Even high-value-added service industries have only achieved fleeting growth. During the pandemic, productivity surged due to increased demand for non-contact services and digital transformation, but it has since reversed course and remains below pre-pandemic levels. The sector’s contribution to economic growth fell from 1.7 percentage points in 2014–2019 to 1.1 percentage points in 2020–2024, a decline of 0.6 percentage points. Experts attribute this prolonged stagnation to the service sector’s long-standing role as a mere adjunct to manufacturing, failing to develop an independent demand base.
Sectors such as finance, insurance, and information and communications—despite being high value-added—are overly dependent on domestic demand. In knowledge-intensive services, 98% of total sales were concentrated domestically as of 2021, while only 2.2% of firms had any overseas presence. This stands in sharp contrast to the United States, where, since the pandemic, startups and job creation have flourished in cutting-edge service industries. Furthermore, as South Korea’s population began to decline after 2020, shrinking domestic demand has collided with accelerating market entry by global big tech firms like Google and Apple, intensifying the competition for survival.

Wage growth outpacing labor productivity
Wage growth that far outstrips productivity has become another structural burden on the South Korean economy. Since 2018, the nation’s wage growth rate has significantly outpaced labor productivity gains, widening the gap. Between 2000 and 2017, average annual wage growth and labor productivity growth both stood at 3.2%, maintaining equilibrium. However, since 2018, wages have risen by an annual average of 4.0%, while labor productivity has increased by only 1.7%. As wages have climbed without corresponding productivity gains, labor costs have surged, eroding corporate profitability and triggering a vicious cycle of declining investment and employment.

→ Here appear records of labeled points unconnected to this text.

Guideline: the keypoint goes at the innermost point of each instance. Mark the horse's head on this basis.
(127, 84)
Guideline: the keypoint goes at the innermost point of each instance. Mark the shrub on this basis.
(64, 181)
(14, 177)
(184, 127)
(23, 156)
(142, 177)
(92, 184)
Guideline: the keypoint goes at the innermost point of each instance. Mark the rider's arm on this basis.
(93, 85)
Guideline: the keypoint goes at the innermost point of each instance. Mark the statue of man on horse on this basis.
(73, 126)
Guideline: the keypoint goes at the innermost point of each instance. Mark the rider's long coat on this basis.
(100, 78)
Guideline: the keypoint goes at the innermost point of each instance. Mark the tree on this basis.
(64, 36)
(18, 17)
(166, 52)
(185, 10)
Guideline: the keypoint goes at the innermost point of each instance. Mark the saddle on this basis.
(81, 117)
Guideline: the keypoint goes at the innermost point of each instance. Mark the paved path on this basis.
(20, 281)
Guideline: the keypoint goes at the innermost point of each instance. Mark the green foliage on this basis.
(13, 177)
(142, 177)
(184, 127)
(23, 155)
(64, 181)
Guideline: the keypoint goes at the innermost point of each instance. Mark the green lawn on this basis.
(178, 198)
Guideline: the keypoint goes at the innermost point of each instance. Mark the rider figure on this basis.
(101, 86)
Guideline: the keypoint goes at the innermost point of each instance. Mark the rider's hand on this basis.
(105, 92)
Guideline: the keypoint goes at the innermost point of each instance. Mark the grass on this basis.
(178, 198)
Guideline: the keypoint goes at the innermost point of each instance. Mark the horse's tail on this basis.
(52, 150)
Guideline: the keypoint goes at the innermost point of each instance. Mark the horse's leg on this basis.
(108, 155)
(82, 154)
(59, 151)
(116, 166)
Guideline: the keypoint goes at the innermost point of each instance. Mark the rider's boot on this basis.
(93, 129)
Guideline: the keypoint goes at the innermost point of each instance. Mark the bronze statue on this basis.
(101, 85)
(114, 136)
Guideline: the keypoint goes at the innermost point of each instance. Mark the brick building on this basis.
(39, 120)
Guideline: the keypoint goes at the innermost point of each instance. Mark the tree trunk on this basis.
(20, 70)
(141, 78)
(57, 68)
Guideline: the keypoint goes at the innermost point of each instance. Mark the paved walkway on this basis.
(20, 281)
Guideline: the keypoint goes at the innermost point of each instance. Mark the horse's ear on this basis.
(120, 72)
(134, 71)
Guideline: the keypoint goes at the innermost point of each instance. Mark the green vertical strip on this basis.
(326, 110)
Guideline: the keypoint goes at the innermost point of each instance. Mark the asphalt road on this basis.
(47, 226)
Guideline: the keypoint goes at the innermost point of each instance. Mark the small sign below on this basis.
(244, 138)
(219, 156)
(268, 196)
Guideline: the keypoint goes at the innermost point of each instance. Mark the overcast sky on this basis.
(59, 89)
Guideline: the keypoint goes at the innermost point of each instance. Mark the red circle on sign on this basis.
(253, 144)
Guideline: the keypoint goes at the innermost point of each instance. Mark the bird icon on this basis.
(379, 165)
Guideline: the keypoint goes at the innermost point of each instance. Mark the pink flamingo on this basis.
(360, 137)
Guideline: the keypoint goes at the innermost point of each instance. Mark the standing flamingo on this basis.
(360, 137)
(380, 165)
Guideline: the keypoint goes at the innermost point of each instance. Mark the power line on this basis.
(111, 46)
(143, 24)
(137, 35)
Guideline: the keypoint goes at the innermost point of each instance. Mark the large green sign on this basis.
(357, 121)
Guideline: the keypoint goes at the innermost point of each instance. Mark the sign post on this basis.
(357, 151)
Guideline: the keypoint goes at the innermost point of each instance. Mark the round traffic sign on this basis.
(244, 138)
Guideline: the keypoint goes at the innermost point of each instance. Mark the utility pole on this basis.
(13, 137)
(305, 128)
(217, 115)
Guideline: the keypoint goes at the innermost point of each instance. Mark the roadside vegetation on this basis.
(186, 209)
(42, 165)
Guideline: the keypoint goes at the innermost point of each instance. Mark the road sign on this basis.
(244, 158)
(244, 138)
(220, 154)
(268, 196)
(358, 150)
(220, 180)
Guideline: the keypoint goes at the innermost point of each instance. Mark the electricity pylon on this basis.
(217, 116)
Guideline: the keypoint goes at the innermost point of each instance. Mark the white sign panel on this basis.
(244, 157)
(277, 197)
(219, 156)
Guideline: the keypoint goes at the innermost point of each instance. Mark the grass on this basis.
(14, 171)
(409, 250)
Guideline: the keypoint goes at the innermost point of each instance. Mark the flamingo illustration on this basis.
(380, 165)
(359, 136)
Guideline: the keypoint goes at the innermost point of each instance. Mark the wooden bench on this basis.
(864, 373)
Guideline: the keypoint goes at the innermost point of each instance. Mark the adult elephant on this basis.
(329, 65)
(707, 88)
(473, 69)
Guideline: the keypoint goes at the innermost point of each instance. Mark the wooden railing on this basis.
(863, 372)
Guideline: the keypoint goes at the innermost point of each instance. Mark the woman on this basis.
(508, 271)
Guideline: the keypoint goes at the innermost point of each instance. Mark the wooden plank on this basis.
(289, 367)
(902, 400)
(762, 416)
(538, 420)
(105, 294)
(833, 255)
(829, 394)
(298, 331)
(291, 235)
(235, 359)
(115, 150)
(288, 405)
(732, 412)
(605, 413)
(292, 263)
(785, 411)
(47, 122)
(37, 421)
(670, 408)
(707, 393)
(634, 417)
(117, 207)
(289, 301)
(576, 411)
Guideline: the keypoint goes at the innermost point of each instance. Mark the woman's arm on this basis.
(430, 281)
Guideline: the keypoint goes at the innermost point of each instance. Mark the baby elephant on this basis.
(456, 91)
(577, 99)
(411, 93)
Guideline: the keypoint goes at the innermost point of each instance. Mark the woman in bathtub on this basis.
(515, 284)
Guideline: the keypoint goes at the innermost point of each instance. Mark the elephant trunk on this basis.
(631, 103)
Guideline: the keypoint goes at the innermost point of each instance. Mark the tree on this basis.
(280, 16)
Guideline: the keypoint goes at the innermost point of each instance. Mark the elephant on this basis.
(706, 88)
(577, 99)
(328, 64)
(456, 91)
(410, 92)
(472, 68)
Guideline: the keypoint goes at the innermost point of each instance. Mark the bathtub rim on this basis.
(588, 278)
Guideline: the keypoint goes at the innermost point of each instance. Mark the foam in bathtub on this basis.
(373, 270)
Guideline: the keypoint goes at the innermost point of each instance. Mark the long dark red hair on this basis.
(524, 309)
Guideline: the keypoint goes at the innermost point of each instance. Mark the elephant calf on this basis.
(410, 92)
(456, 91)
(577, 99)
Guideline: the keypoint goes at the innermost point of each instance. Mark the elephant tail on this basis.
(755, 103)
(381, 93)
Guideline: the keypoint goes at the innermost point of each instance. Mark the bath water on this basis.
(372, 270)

This dynamic has hit labor-intensive industries and small and medium-sized enterprises (SMEs) particularly hard, as sectors with low productivity face higher labor cost burdens. Indeed, since 2018, the return on assets (ROA) of labor-intensive firms has declined far more steeply than that of capital-intensive firms. The ROA drop among SMEs and mid-sized enterprises—1.5 percentage points—was nearly four times that of large corporations (0.4 percentage points). While large firms could offset rising labor costs through automation and digital transformation, smaller firms lacked such capacity, leading to rapid deterioration in profitability. Some sectors have already begun workforce downsizing and hiring freezes.
Experts warn that without productivity improvements, continued wage hikes and reduced working hours will make it increasingly difficult for South Korea to narrow its income gap with advanced economies. They emphasize that boosting productivity through digital transformation and technological innovation must take precedence. As of 2023, South Korea’s GDP per employed person stood at $65,000, ranking 22nd among 36 OECD member countries. This figure is barely half that of Belgium ($125,000) and Iceland ($144,000), both of which have adopted four-day workweeks, and lags far behind France ($99,000), Germany ($99,000), and the United Kingdom ($101,000), which are also trialing four-day workweek systems.